The grassroots effort began to grow in leaps and bounds from November 2004. By then we realized that the amount of donated goods, and the money coming in to ship the items, would require us to request charitable status with the IRS. Packages From Home is now a 501(c)(3) charitable organization.
We are an all-volunteer group, with NO paid Officers and NO paid staff except for a nominal amount paid to a part-time bookkeeper. Our sole purpose is to provide food, personal care, seasonal comfort items and recreation items to deployed American troops, at no cost to the troops. With the one exception of the bookkeeper/CPA, none of us are paid, no one receives compensation of any sort.
Iraq and Afghanistan Veterans of America believes that Troops and Veterans who were on the front lines are uniquely qualified to speak about and educate the public about the realities of war, its implications on the health of our military and on the health of our country. These Troops & Veterans should be given a voice in the national dialogue and connected to the American public.

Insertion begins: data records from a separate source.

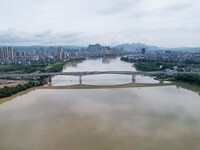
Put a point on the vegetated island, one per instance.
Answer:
(27, 83)
(149, 65)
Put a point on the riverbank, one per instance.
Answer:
(146, 65)
(11, 82)
(11, 87)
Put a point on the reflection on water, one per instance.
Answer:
(145, 118)
(140, 118)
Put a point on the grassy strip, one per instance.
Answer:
(9, 91)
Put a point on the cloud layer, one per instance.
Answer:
(76, 22)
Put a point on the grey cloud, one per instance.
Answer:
(47, 37)
(118, 7)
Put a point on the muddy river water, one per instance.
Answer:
(130, 118)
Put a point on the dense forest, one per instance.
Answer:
(9, 91)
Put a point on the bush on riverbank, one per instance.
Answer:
(9, 91)
(189, 78)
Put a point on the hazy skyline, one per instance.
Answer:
(166, 23)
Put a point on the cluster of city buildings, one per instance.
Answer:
(6, 53)
(165, 55)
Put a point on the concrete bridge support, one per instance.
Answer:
(80, 79)
(133, 78)
(50, 80)
(35, 80)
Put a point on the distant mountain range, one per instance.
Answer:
(134, 46)
(126, 46)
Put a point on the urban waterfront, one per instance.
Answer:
(157, 117)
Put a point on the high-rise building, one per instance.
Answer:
(10, 53)
(6, 53)
(60, 50)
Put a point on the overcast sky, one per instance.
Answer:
(166, 23)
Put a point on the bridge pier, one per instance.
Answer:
(80, 79)
(49, 80)
(35, 82)
(133, 78)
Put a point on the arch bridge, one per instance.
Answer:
(87, 73)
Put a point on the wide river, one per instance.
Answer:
(120, 118)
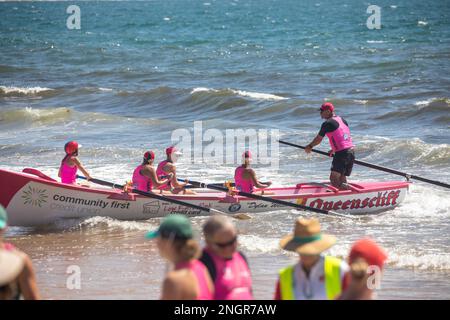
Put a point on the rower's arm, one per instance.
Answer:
(27, 281)
(80, 166)
(317, 140)
(256, 182)
(151, 173)
(174, 181)
(170, 290)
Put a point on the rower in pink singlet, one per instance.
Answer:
(70, 164)
(199, 270)
(247, 184)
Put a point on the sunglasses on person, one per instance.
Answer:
(226, 244)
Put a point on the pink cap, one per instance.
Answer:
(149, 155)
(170, 150)
(369, 251)
(327, 106)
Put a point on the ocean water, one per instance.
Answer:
(138, 70)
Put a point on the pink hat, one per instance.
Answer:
(247, 154)
(149, 155)
(369, 251)
(327, 106)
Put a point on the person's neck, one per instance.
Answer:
(359, 291)
(181, 263)
(309, 266)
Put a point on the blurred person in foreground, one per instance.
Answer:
(17, 276)
(227, 266)
(315, 276)
(189, 279)
(366, 261)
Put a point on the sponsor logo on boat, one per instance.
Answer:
(383, 199)
(234, 207)
(34, 196)
(100, 203)
(151, 207)
(258, 205)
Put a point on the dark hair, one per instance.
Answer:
(186, 249)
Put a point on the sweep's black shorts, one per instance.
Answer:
(343, 162)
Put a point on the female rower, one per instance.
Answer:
(189, 280)
(168, 166)
(144, 176)
(70, 164)
(245, 177)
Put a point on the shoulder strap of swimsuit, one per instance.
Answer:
(209, 264)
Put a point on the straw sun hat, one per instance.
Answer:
(307, 238)
(11, 265)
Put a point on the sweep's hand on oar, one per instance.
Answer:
(240, 216)
(374, 166)
(268, 199)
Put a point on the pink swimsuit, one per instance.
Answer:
(68, 173)
(200, 272)
(233, 279)
(340, 138)
(241, 184)
(161, 173)
(141, 182)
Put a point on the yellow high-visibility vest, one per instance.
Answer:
(332, 271)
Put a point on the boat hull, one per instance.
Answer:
(32, 200)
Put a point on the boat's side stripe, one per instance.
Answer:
(11, 185)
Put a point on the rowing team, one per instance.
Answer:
(221, 272)
(164, 178)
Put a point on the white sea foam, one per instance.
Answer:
(425, 103)
(253, 95)
(259, 244)
(258, 95)
(22, 90)
(203, 89)
(118, 224)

Iraq and Afghanistan Veterans of America believes that issues concerning our Troops & Veterans, the health of our Military, and our National Security are all interrelated. The IAVA philosophy/platform is that:
* A healthy, well-manned, well-equipped, and properly used Military is vital to our national security, but with substantial priority placed on personnel, not high-end weapons systems
* Our Troops must always be provided a clear mission (with goals and an exit strategy), be properly trained for the tasks it is given, and not be overextended in order to ensure success of the mission and to keep the military healthy.
* Our Troops must always be provided the best equipment and operating conditions that provide for the greatest level of safety and morale within reason.

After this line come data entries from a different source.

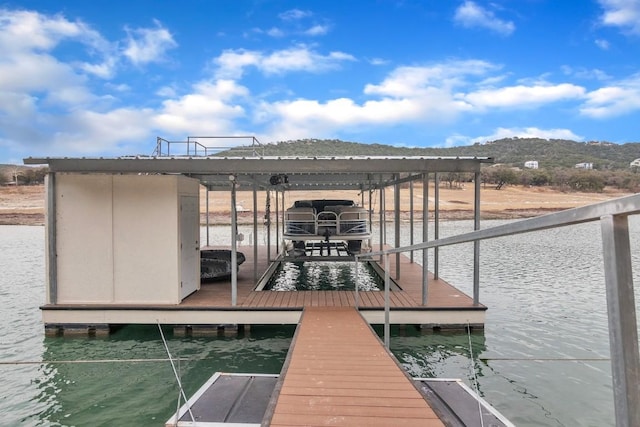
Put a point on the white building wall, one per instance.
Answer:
(118, 238)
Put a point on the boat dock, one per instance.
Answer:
(337, 373)
(135, 224)
(211, 306)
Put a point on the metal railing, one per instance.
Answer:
(202, 146)
(621, 310)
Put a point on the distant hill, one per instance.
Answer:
(510, 151)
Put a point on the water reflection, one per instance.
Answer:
(324, 276)
(126, 378)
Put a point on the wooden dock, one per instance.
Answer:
(447, 306)
(338, 373)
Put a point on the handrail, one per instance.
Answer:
(621, 309)
(194, 146)
(629, 205)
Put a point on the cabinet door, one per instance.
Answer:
(189, 245)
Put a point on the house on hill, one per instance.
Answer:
(585, 165)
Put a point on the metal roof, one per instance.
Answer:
(296, 173)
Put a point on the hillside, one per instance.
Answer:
(511, 151)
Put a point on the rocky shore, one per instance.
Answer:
(25, 205)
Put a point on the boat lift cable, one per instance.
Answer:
(173, 366)
(475, 377)
(195, 359)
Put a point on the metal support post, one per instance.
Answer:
(621, 309)
(277, 222)
(436, 226)
(411, 219)
(207, 210)
(386, 301)
(234, 249)
(425, 237)
(382, 225)
(255, 233)
(476, 243)
(396, 217)
(52, 236)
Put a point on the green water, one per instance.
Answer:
(543, 359)
(324, 276)
(126, 379)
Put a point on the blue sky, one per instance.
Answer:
(104, 78)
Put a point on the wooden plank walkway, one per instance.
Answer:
(338, 373)
(218, 294)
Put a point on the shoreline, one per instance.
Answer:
(246, 218)
(25, 205)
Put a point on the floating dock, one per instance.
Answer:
(337, 373)
(134, 222)
(446, 308)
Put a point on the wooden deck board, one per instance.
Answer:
(340, 374)
(218, 294)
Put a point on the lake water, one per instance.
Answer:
(543, 358)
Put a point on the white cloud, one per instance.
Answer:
(614, 100)
(231, 63)
(414, 95)
(26, 33)
(208, 110)
(317, 30)
(524, 96)
(275, 32)
(529, 132)
(621, 13)
(294, 15)
(148, 45)
(585, 73)
(471, 15)
(409, 81)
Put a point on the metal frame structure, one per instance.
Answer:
(623, 332)
(222, 173)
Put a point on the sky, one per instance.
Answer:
(105, 78)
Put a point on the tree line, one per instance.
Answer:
(564, 179)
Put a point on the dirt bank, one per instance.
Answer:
(24, 205)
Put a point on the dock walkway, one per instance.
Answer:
(338, 373)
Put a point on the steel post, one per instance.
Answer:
(476, 244)
(425, 237)
(621, 309)
(52, 236)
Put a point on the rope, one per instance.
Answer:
(195, 359)
(61, 362)
(475, 377)
(166, 347)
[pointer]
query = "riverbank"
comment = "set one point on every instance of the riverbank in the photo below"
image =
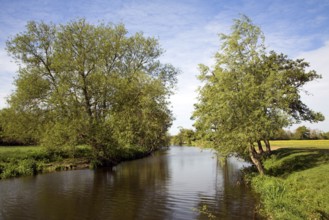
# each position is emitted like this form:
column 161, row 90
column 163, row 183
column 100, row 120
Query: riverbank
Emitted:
column 296, row 185
column 32, row 160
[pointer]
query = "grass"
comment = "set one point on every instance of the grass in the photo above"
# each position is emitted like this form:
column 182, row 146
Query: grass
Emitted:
column 309, row 144
column 296, row 185
column 31, row 160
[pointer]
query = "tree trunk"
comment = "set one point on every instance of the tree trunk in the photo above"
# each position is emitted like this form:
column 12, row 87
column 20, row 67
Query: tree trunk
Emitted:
column 268, row 146
column 254, row 158
column 260, row 147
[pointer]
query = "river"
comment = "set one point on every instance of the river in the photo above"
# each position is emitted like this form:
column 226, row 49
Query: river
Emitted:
column 171, row 184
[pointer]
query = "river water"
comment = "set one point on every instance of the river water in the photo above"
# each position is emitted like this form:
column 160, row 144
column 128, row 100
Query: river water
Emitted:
column 171, row 184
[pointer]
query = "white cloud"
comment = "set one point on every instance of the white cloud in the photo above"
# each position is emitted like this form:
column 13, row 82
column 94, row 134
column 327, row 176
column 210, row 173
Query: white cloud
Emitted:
column 7, row 73
column 319, row 89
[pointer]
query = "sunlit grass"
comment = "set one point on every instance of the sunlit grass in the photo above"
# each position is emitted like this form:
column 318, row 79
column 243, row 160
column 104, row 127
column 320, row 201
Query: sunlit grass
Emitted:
column 296, row 185
column 324, row 144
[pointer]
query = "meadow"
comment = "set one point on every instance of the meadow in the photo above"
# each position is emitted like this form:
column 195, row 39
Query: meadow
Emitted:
column 296, row 185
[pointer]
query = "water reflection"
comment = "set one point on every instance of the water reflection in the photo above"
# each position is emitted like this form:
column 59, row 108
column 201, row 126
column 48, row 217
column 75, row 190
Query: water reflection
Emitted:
column 168, row 185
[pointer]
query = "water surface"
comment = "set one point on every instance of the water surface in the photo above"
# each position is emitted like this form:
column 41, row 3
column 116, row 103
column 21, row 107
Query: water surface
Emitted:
column 171, row 184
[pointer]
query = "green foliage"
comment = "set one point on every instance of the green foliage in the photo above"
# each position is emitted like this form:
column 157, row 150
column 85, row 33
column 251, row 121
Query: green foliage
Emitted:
column 80, row 83
column 250, row 94
column 26, row 161
column 298, row 186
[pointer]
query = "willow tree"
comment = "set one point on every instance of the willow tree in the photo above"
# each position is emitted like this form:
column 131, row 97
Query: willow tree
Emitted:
column 250, row 94
column 91, row 84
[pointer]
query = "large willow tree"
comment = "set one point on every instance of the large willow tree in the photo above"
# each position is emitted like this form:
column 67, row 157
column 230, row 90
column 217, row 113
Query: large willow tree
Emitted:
column 250, row 94
column 80, row 83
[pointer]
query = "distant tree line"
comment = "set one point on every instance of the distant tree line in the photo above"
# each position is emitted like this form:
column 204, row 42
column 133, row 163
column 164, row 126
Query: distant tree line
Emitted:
column 188, row 137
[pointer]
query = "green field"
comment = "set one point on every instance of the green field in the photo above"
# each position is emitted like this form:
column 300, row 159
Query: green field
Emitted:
column 30, row 160
column 324, row 144
column 296, row 185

* Veterans must be properly provided for, not only for moral reasons, but because it directly and significantly impacts recruitment and morale for the overall armed forces.
Now you may have perceived that this group is not exactly like the others, and you might be right about that. The most obvious difference I see is illustrated by this apparent dichotomy:
IAVA is a 501c(3) nonprofit organization. Your tax-deductible contributions are vital to our success.

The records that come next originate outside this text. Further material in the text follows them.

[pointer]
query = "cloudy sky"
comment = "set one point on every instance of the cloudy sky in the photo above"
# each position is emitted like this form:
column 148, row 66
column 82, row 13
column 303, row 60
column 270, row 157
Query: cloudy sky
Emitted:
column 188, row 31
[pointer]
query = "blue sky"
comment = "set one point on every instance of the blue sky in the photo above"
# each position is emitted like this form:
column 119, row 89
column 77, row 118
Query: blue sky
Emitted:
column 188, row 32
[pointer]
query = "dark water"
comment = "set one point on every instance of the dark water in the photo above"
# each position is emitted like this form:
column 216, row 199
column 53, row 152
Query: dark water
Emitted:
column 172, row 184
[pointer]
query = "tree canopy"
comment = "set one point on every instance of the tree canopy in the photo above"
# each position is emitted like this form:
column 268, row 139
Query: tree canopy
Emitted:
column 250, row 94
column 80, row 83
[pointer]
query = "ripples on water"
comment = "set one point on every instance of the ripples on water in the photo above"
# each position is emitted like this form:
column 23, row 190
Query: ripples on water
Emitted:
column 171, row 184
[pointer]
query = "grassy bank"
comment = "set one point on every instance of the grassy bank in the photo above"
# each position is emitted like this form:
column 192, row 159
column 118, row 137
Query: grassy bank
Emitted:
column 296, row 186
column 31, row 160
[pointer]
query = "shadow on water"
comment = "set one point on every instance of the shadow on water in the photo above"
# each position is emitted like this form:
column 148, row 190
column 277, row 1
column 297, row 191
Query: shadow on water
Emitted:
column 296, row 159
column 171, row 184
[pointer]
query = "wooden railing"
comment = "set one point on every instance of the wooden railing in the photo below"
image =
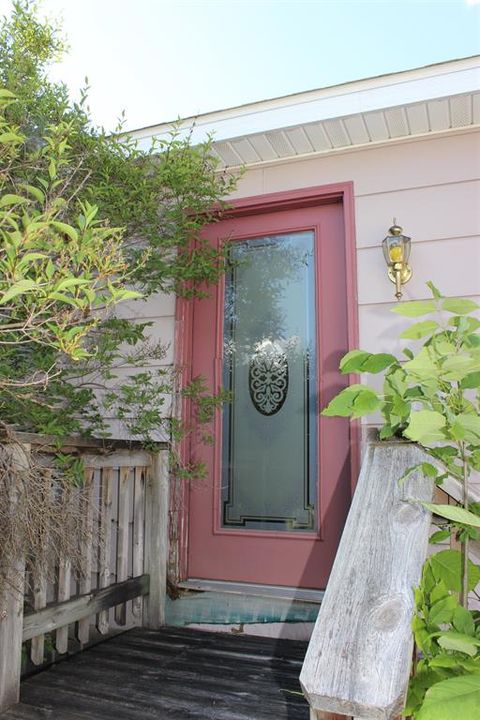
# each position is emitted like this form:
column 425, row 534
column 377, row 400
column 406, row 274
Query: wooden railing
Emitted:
column 359, row 657
column 123, row 557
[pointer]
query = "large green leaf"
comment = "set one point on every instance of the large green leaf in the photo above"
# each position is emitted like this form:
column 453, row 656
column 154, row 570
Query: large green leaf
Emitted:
column 458, row 642
column 463, row 622
column 419, row 330
column 353, row 361
column 415, row 308
column 426, row 426
column 455, row 513
column 459, row 306
column 361, row 361
column 457, row 698
column 354, row 401
column 447, row 566
column 458, row 367
column 19, row 288
column 471, row 381
column 9, row 199
column 466, row 426
column 442, row 611
column 423, row 365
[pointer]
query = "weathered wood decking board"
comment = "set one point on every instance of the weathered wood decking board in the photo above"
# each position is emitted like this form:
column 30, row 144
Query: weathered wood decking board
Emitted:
column 171, row 673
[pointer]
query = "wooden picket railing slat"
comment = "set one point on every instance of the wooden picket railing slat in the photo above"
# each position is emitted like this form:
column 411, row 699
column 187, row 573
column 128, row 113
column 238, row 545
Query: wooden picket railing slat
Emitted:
column 104, row 575
column 124, row 488
column 83, row 606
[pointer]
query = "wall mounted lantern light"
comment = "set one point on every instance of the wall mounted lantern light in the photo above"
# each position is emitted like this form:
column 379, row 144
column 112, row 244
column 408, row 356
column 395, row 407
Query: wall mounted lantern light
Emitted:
column 396, row 249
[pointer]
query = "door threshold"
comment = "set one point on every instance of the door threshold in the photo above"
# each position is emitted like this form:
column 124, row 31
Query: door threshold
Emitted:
column 277, row 592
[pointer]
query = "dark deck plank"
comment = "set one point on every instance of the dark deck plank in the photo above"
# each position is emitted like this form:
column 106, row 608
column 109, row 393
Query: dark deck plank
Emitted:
column 171, row 674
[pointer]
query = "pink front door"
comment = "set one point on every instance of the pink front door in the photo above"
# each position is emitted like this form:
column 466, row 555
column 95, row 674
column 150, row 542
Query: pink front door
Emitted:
column 272, row 506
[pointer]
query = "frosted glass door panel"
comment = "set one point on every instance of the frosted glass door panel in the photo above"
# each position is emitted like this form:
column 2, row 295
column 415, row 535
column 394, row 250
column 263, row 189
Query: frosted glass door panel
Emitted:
column 269, row 471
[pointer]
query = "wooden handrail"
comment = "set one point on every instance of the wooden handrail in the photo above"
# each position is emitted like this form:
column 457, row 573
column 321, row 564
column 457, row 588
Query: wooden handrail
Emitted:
column 358, row 660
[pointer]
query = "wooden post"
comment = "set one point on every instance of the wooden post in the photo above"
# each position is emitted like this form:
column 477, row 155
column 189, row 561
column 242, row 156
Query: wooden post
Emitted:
column 359, row 656
column 11, row 611
column 156, row 539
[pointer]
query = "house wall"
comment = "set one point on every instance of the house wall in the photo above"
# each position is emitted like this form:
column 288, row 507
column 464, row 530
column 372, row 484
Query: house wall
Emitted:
column 432, row 188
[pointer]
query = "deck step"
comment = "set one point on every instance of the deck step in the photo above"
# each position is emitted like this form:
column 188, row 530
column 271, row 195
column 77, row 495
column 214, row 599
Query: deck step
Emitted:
column 171, row 674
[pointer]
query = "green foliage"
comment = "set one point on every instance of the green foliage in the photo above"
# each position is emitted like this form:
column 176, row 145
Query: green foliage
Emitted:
column 89, row 220
column 432, row 397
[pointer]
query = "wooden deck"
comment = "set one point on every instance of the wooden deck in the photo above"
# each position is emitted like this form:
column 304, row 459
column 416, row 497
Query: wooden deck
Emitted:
column 171, row 673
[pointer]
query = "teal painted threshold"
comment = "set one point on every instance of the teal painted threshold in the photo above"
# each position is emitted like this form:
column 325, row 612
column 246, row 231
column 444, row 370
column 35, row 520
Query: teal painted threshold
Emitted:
column 240, row 604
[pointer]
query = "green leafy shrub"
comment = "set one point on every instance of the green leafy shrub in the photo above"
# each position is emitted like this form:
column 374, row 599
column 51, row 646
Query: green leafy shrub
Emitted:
column 88, row 220
column 432, row 397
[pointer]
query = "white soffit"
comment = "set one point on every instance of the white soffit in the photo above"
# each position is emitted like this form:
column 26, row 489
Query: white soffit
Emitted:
column 434, row 99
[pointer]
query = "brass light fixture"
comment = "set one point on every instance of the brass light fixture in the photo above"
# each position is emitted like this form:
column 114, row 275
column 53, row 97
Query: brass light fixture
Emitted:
column 396, row 249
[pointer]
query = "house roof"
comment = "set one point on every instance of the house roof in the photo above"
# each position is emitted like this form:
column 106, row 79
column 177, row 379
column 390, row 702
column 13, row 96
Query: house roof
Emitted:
column 441, row 98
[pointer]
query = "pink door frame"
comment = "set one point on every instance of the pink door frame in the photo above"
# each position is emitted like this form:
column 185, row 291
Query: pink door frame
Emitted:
column 256, row 205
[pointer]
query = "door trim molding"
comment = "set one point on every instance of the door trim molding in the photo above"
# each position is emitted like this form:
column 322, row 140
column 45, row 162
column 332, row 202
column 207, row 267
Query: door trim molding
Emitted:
column 254, row 205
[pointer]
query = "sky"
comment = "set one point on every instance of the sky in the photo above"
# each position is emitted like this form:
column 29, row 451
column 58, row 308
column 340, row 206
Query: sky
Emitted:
column 162, row 59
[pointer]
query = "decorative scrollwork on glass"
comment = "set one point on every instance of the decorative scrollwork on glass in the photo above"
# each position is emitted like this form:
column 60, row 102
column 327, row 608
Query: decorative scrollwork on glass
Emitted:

As the Iraq War enters its fifth year, our obligation to show real support for our troops and veterans is both a moral duty and a crucial component of our national security. For 2007, Iraq and Afghanistan Veterans of America has developed the comprehensive IAVA Legislative Agenda to help legislators honor our men and women in uniform by addressing the real issues facing troops and new veterans. We look forward to working with the 110th Congress.
The IAVA Legislative Agenda covers four key areas: mental health, homecoming, health care, and government accountability. From these areas, we’ve chosen seven IAVA Legislative Priorities: actions Congress can take this session to show that they really support the men and women who have served and continue to serve in Iraq and Afghanistan.
This charity, it seems, has a political agenda. Seeing as how they changed their name from “Operation Truth” much like “Handgun Control” changed their name, a rose by any other name…
Quelle surprise. But I assume they actually do some good.